• The option to implement IQCP is available to laboratories inspected by state inspectors only.  Those laboratories in CLIA exempt states or accredited by CMS accreditation organizations (e.g. CAP and Joint Commission) will NOT have the option of using IQCP.   It is unknown at this time if exempt states and accreditation organizations will implement the use of IQCP at some point in the future.  

• Not all specialties within the laboratory have the option of using IQCP.  Pathology, Histopathology, Oral Pathology and Cytology may not use IQCP.   In addition, not all CLIA specialties and subspecialties may completely implement IQCP.   Each specialty section of a laboratory should check the eligible IQCP for each CLIA regulation with regards to the specialty used

• The option of implementing IQCP is voluntary.   Laboratories have the option to use the QC requirements as written in CLIA (2003).
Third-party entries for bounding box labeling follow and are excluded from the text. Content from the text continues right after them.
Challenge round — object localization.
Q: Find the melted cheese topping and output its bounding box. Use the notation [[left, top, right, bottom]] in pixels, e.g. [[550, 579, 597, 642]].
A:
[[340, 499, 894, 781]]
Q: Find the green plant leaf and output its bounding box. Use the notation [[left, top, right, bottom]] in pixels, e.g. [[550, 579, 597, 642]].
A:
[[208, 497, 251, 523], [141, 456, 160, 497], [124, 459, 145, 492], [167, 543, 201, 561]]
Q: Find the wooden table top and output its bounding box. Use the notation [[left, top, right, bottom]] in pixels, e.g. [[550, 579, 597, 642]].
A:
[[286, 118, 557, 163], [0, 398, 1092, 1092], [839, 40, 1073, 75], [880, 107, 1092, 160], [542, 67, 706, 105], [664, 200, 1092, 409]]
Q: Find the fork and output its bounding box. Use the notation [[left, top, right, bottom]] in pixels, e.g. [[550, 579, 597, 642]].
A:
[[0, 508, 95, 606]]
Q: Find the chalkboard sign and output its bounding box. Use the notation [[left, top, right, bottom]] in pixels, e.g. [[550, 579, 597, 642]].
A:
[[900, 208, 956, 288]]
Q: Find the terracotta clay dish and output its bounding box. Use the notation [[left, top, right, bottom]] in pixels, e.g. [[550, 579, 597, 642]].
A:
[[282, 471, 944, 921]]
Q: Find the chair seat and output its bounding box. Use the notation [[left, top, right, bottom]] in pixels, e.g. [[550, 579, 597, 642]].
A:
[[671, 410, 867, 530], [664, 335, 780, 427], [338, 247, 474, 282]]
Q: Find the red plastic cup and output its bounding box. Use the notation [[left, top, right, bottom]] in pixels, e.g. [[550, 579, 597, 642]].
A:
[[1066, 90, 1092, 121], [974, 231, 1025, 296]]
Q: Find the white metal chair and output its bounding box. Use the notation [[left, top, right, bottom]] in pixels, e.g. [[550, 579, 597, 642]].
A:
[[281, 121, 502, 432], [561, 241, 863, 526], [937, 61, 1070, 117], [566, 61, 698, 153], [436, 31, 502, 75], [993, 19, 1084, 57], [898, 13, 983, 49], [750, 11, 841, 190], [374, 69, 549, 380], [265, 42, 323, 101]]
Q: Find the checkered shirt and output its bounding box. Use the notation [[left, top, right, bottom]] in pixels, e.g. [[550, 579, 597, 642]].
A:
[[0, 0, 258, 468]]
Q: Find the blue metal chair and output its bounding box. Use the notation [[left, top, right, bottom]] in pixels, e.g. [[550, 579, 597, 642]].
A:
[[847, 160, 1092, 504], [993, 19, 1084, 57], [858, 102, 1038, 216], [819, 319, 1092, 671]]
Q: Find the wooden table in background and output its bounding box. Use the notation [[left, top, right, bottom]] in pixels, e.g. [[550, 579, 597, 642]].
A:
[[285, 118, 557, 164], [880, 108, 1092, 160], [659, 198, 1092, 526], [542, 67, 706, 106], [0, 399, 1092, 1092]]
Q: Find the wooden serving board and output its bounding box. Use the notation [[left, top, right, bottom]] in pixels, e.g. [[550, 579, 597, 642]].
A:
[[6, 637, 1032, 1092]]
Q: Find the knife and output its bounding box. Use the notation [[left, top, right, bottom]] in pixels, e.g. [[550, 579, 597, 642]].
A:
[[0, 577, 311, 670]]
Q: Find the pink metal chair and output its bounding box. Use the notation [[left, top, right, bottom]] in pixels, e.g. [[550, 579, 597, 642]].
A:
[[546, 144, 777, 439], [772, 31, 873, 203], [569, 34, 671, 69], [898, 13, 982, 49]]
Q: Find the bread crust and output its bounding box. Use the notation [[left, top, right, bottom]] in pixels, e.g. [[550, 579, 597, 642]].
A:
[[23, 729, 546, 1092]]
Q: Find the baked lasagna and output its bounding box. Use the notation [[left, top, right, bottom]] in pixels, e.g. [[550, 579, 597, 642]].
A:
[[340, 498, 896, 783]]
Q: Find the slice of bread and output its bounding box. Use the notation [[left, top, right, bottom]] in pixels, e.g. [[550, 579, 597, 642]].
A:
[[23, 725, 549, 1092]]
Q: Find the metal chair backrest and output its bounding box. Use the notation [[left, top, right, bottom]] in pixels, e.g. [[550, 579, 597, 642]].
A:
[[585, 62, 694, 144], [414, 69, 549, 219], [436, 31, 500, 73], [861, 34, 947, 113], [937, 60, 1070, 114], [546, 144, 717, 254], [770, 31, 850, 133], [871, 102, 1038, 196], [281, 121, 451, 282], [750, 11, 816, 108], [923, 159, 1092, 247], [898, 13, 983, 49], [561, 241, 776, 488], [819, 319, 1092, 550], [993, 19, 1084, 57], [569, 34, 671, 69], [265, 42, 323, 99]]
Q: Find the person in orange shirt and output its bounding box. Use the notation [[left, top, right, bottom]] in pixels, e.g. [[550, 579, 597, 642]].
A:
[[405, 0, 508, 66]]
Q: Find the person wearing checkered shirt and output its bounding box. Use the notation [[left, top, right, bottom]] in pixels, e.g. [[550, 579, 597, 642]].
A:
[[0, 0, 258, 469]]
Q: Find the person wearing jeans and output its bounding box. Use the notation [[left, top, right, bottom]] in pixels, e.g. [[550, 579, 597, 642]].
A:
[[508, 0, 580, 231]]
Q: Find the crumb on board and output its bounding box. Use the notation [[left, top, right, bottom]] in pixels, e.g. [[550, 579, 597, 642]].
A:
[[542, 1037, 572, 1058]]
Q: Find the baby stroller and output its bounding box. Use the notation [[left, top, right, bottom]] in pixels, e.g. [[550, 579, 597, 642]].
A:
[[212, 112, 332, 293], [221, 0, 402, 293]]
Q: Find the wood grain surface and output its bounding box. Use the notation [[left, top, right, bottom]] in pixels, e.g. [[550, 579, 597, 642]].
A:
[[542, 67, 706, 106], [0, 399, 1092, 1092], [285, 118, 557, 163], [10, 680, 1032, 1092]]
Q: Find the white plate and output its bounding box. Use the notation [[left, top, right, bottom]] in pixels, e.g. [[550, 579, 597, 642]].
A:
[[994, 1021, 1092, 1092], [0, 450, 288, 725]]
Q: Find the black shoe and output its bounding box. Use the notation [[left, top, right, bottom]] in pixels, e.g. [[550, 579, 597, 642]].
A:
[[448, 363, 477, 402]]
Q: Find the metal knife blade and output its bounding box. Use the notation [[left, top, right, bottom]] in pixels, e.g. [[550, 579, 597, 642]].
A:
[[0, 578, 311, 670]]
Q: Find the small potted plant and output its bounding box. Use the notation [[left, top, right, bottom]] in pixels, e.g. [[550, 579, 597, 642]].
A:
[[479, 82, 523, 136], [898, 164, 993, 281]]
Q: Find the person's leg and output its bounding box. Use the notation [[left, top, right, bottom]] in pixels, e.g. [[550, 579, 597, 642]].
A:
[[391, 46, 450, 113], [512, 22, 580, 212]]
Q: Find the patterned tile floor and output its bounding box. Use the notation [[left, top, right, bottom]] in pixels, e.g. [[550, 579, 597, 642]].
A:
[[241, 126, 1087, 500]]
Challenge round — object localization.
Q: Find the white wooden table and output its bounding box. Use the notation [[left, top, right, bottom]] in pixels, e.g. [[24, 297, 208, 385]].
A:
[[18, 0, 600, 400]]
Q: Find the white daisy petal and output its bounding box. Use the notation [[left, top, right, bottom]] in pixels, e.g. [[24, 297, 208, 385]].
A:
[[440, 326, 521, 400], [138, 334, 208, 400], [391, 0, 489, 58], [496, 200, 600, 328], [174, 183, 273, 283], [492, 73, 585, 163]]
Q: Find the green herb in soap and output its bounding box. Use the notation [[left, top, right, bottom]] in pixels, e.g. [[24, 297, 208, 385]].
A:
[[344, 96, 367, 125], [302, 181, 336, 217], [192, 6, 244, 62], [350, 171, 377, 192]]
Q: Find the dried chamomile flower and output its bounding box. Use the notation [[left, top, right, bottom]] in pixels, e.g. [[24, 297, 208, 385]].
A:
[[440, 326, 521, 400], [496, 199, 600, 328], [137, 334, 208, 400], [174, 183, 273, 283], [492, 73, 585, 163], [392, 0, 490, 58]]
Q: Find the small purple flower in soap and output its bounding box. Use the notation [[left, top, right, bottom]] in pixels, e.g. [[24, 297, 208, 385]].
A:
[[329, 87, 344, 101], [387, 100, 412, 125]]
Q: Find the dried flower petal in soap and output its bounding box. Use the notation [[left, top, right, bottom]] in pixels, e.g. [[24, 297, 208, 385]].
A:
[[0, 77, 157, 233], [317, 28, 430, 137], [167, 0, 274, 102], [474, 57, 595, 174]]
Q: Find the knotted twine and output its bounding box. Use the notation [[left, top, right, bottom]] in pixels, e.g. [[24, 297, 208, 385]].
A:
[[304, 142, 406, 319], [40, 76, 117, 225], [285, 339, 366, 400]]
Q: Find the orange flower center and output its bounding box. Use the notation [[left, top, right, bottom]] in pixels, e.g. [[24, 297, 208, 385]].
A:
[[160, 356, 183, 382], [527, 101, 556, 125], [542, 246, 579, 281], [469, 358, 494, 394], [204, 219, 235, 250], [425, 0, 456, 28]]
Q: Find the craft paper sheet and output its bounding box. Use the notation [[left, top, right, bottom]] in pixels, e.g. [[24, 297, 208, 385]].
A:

• During the educational period (1/1/2014 - 1/1/2016) laboratories will have three (3) acceptable QC options available.
  • Follow the CLIA regulatory requirements as written
  • Continue to follow the Equivalent Quality Control (EQC) procedures as described in the current Interpretive Guidelines in Appendix C of the state office manual
  • Implement IQCP as described

•  Following the educational period, laboratories will have only two (2) acceptable QC options available. 
  • Follow the CLIA regulatory requirements as written
  • Implement IQCP as described

The EQC option will be phased out after this time.  Laboratories currently using EQC will need to choose one of the two remaining acceptable QC options. The educational period is designed to allow these laboratories to transition into one of the acceptable QC systems.